You are given a 2D grid representing a maze. The grid contains:

  • @: Your starting position (only one in the grid)
  • .: An empty cell you can walk through
  • #: A wall you cannot pass
  • a to f: Keys you can collect (up to 6 different keys)
  • A to F: Locks that can only be opened with the corresponding key
Your goal is to find the minimum number of steps required to collect all the keys. You can move up, down, left, or right, but cannot move through walls. You can only pass through a lock if you have already collected its corresponding key. Each key can be collected only once. If it is impossible to collect all keys, return -1.

Thought Process

When first approaching this problem, it might seem similar to a shortest path problem in a maze. However, the twist is that the state of the player depends not just on their position, but also on which keys they have collected. A brute-force approach would try all possible paths, but this quickly becomes infeasible as the number of keys increases, due to the exponential number of possible states.

To optimize, we realize that the problem can be modeled as a stateful search, where each state is a combination of the player's current position and the set of keys collected so far. We want to find the shortest sequence of moves that results in collecting all keys. Since we want the shortest path, Breadth-First Search (BFS) is a natural fit, but we must extend the state to include the keys collected.
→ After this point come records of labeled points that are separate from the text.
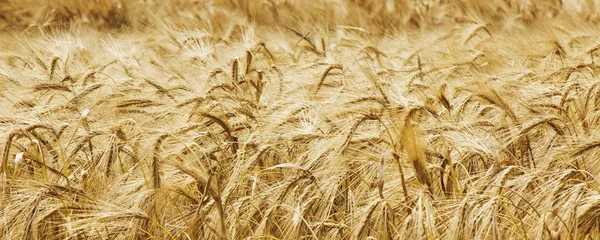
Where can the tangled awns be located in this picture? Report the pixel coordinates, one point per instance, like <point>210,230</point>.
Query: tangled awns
<point>293,119</point>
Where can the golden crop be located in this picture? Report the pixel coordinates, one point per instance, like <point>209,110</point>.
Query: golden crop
<point>294,119</point>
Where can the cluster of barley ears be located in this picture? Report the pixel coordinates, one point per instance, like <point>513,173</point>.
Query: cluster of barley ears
<point>273,119</point>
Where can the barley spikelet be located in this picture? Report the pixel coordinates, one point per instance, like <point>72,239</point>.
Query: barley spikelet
<point>414,149</point>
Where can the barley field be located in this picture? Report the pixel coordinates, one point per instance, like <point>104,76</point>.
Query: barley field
<point>294,119</point>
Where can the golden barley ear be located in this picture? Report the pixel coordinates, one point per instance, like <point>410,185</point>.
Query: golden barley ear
<point>414,149</point>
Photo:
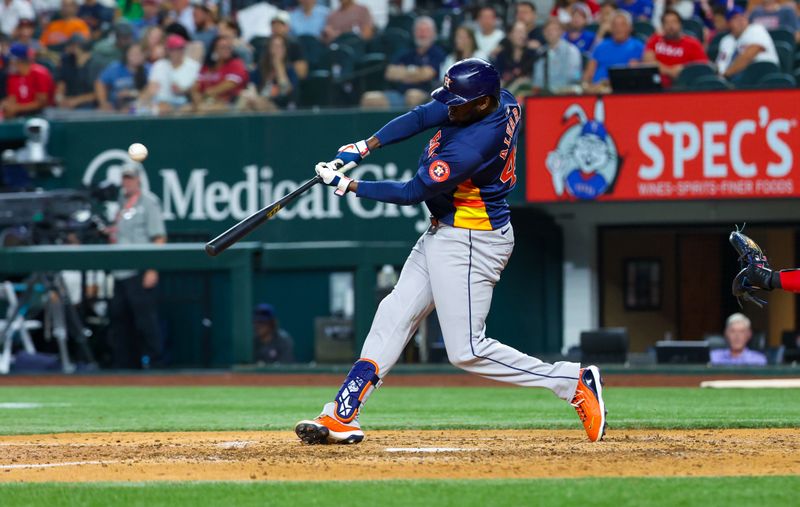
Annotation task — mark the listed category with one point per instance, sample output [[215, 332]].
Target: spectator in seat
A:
[[309, 18], [773, 15], [119, 86], [640, 10], [488, 35], [76, 75], [525, 12], [205, 26], [349, 17], [97, 16], [515, 62], [229, 28], [464, 46], [746, 43], [221, 79], [272, 344], [607, 11], [154, 42], [151, 16], [171, 78], [620, 49], [278, 81], [562, 8], [672, 49], [134, 332], [576, 33], [59, 31], [24, 34], [29, 86], [113, 48], [559, 69], [11, 12], [412, 75], [737, 333], [280, 26], [183, 13]]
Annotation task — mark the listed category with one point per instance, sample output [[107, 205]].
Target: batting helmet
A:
[[468, 80]]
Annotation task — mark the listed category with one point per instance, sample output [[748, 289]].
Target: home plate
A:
[[428, 449]]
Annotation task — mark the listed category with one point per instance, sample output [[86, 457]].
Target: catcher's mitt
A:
[[755, 274]]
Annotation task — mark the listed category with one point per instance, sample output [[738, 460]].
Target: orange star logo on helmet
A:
[[439, 171]]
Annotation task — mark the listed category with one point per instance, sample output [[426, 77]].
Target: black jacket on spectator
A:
[[77, 80]]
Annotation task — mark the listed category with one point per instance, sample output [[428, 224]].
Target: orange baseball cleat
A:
[[326, 428], [588, 402]]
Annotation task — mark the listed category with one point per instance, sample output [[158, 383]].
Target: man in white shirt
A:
[[11, 11], [488, 36], [171, 78], [747, 43]]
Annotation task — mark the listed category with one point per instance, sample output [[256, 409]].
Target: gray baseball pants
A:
[[455, 270]]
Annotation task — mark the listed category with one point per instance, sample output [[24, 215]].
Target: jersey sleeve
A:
[[437, 175], [417, 120]]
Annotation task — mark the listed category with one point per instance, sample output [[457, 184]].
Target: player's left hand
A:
[[352, 154], [332, 176]]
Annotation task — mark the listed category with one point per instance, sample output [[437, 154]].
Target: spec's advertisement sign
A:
[[663, 147]]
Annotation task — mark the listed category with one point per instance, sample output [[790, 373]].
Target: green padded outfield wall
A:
[[212, 171]]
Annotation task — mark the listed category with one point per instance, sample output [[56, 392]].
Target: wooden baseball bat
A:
[[246, 226]]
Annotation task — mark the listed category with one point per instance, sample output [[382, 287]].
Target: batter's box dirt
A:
[[397, 454]]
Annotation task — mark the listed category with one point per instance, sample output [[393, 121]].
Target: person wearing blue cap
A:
[[746, 43], [272, 344], [29, 86]]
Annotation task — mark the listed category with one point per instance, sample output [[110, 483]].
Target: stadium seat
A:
[[777, 80], [447, 20], [694, 27], [404, 22], [353, 41], [754, 72], [392, 42], [713, 46], [786, 55], [643, 28], [370, 70], [313, 48], [783, 35], [691, 72], [711, 83], [315, 90]]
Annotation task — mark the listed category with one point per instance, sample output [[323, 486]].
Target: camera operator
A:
[[135, 333]]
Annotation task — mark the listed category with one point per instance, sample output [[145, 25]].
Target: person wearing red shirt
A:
[[672, 49], [29, 85], [221, 79]]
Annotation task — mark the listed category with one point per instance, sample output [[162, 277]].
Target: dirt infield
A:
[[397, 454], [327, 379]]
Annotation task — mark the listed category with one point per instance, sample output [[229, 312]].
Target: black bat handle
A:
[[236, 233]]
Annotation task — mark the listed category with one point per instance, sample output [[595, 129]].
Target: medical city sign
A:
[[674, 146]]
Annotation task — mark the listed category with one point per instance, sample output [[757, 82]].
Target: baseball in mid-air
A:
[[137, 152]]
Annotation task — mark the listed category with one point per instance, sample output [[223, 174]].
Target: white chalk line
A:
[[428, 449], [52, 465]]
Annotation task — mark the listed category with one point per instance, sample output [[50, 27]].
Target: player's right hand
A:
[[331, 176], [352, 154]]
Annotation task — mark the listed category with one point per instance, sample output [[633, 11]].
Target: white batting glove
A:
[[333, 177], [352, 153]]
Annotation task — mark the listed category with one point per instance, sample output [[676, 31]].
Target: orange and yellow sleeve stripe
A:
[[470, 208]]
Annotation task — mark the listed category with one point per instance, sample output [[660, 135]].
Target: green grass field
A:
[[84, 409]]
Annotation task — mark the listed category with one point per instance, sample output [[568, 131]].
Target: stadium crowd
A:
[[194, 56]]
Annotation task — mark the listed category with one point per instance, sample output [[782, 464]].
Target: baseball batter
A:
[[465, 173]]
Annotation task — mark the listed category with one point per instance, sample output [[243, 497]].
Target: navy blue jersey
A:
[[465, 172]]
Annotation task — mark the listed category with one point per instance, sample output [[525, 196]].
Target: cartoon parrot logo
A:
[[585, 163]]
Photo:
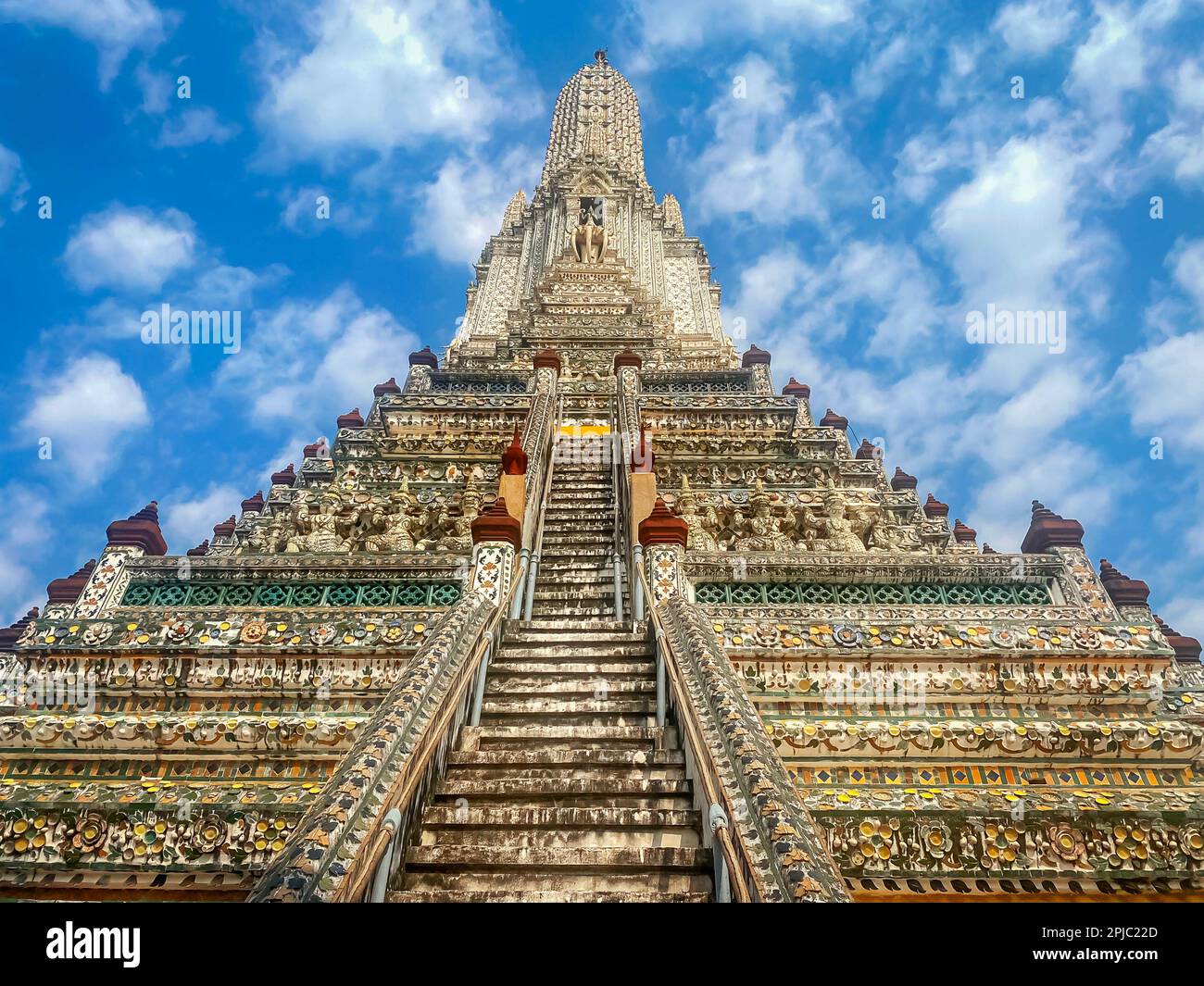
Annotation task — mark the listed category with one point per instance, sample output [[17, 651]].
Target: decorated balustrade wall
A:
[[168, 718]]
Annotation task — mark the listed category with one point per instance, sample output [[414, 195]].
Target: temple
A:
[[585, 609]]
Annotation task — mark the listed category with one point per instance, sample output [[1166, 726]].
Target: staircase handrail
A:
[[364, 809], [537, 507], [775, 854]]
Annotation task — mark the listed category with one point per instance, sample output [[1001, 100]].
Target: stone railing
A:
[[783, 850], [320, 860]]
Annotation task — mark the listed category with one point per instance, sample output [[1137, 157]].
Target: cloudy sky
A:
[[863, 176]]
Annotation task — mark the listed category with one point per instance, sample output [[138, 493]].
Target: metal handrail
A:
[[669, 668], [621, 508], [537, 541]]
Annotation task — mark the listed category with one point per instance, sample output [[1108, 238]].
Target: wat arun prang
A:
[[887, 708]]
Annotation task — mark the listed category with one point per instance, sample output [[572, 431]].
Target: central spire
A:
[[596, 120]]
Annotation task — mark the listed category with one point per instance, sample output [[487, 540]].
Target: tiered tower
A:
[[426, 666]]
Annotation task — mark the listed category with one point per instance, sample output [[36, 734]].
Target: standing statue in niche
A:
[[589, 241]]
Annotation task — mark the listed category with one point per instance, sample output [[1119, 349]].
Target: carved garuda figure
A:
[[763, 531], [702, 529]]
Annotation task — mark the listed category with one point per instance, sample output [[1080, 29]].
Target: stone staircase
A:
[[566, 791], [576, 576]]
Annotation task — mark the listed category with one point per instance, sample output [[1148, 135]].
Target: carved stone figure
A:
[[589, 241], [702, 528], [763, 530]]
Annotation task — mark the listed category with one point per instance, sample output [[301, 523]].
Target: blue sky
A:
[[775, 123]]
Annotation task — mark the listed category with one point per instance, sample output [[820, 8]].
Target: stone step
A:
[[600, 631], [552, 593], [564, 685], [596, 858], [562, 790], [576, 576], [564, 857], [496, 817], [557, 666], [673, 872], [562, 610], [618, 837], [508, 736], [546, 705], [555, 756], [509, 716], [543, 897], [574, 778], [570, 566], [583, 554], [583, 650]]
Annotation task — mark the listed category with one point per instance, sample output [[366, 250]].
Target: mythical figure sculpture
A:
[[763, 531], [838, 533], [703, 529], [589, 241]]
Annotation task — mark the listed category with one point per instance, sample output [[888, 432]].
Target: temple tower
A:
[[588, 609]]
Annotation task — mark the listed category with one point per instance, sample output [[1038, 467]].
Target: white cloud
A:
[[185, 523], [307, 360], [662, 27], [885, 65], [380, 76], [1010, 231], [85, 411], [1162, 384], [1115, 59], [115, 27], [1035, 27], [19, 542], [195, 124], [462, 207], [1162, 381], [131, 249], [767, 163], [13, 184], [1179, 145]]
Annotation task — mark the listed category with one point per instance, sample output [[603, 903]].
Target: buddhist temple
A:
[[585, 609]]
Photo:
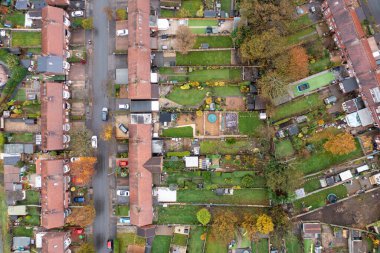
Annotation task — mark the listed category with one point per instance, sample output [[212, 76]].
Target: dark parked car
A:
[[78, 199], [123, 128]]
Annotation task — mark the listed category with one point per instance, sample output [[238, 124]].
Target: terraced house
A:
[[356, 54], [55, 197], [54, 116]]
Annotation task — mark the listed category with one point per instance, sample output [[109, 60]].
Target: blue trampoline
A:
[[212, 118]]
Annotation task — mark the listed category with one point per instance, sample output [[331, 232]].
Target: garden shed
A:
[[191, 161], [346, 175]]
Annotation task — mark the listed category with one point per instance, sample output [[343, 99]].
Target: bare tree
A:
[[185, 39]]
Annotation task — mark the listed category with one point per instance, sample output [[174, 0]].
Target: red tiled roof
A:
[[139, 50], [140, 179], [58, 2], [52, 116], [11, 175], [358, 50], [53, 31], [53, 242], [53, 194]]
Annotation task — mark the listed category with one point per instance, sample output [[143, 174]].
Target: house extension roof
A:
[[11, 176], [139, 50], [53, 242], [52, 116], [50, 64], [140, 151], [52, 193], [53, 31]]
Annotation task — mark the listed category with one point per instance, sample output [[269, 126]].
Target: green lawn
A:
[[178, 132], [319, 199], [20, 95], [320, 65], [22, 231], [308, 246], [214, 245], [122, 210], [32, 198], [312, 185], [227, 91], [323, 160], [195, 243], [228, 75], [300, 22], [226, 6], [210, 147], [26, 39], [284, 148], [189, 97], [303, 35], [293, 245], [314, 83], [241, 197], [249, 123], [161, 244], [203, 22], [16, 18], [192, 6], [179, 239], [197, 30], [261, 246], [297, 106], [214, 41], [125, 239], [177, 214], [204, 58], [21, 138]]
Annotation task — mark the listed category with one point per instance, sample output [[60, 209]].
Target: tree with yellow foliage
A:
[[107, 132], [341, 144], [264, 224]]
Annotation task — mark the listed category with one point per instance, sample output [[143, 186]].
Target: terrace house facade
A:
[[54, 116], [356, 53]]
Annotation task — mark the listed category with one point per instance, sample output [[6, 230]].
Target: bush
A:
[[248, 181]]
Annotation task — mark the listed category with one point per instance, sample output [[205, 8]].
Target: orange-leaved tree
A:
[[341, 144], [83, 169]]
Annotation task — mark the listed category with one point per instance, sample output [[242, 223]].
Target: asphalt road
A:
[[98, 74]]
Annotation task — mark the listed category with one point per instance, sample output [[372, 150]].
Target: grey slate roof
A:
[[50, 64], [19, 148], [11, 160], [22, 4]]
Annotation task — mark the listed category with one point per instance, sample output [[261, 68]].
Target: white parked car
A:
[[123, 32], [122, 193], [94, 141], [77, 14], [124, 106]]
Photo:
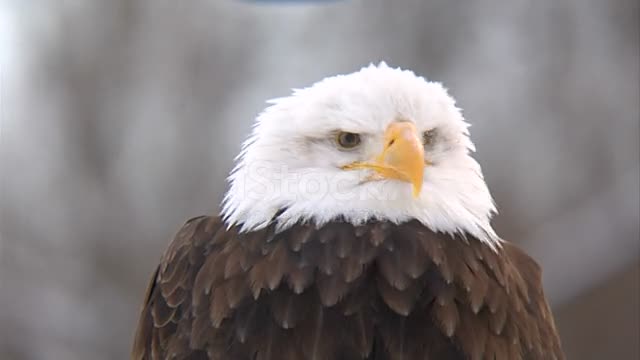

To avoid revisiting the same state, we need to track not just positions we've visited, but the specific set of keys we had at that position. This prevents cycles and redundant work.

Solution Approach

Here is a step-by-step breakdown of the optimized approach:

  1. Identify the Start and Keys: Scan the grid to find the starting position and count how many keys there are. Each key is represented by a lowercase letter from a to f.
  2. State Representation: For BFS, each state consists of:
    • Current coordinates (x, y)
    • A bitmask representing which keys have been collected (since there are at most 6 keys, we can use an integer where each bit represents a key)
    • The number of steps taken so far (for BFS level tracking)
  3. Visited Set: To avoid cycles, maintain a set of visited states, where each state is uniquely identified by (x, y, keys_bitmask).
  4. BFS Traversal: Use a queue to perform BFS. At each step:
    • For each of the four directions, compute the next position.
    • If the next cell is a wall (#), skip it.
    • If it's a key, update the bitmask to reflect that the key has been collected.
    • If it's a lock, check if the corresponding key has been collected. If not, skip this move.
    • If the new state has not been visited, add it to the queue and mark it as visited.
    • If all keys have been collected (i.e., the bitmask has all key bits set), return the number of steps taken.
  5. Termination: If the queue is exhausted without collecting all keys, return -1.
We use a bitmask for keys because it allows for fast O(1) operations to add/check keys, and it keeps the state compact for visited tracking.

Example Walkthrough

Let's consider the following grid: 

    ["@.a..",
     "###.#",
     "b.A.B"]
  • Start at (0,0) (@)
  • There are two keys: a at (0,2) and b at (2,0)
  • There are two locks: A at (2,2) and B at (2,4)
Step-by-step:
  1. From (0,0), move right to (0,1), then right to (0,2) to collect key a (bitmask now 01).
  2. Now, move down to (1,2) (it's a wall, so not possible). Instead, backtrack and go down to (1,0) (blocked by wall), so try another path.
  3. From (0,2), back to (0,1), then to (1,1) (blocked), so try moving to (0,3), then (0,4), down to (1,4) (blocked), so that's not possible.
  4. Instead, from (0,2), try going back to (0,1), then to (1,1) (blocked), so try from start to (2,0) to collect b (bitmask now 11).
  5. Once both keys are collected, BFS finds the shortest path that collects both, considering the locks can only be opened after collecting the corresponding keys.
The minimum number of steps to collect both keys is 8.

Time and Space Complexity

Brute-force approach: Would be exponential, as it would try all possible permutations of paths and key pickups, leading to O((m*n)*(2^K)*K!), where K is the number of keys. This is not feasible for K up to 6.

Optimized BFS approach:

  • There are at most m*n positions and 2^K key combinations (since each key can be either collected or not).
  • The total number of unique states is O(m*n*2^K).
  • Each state is processed at most once, and each move takes O(1) time, so the total time complexity is O(m*n*2^K).
  • Space complexity is also O(m*n*2^K) for the queue and visited set.
This is efficient enough for the problem's constraints (m, n ≤ 30, K ≤ 6).

Summary

The problem is a classic example of a shortest path search with extra state (the set of collected keys). By modeling the state as (position, keys_bitmask) and using BFS, we ensure we find the shortest path efficiently. The use of a bitmask for keys is both elegant and efficient, and tracking visited states in this way prevents unnecessary recomputation. This makes the solution both optimal and easy to reason about, leveraging classic BFS with a twist for stateful traversal.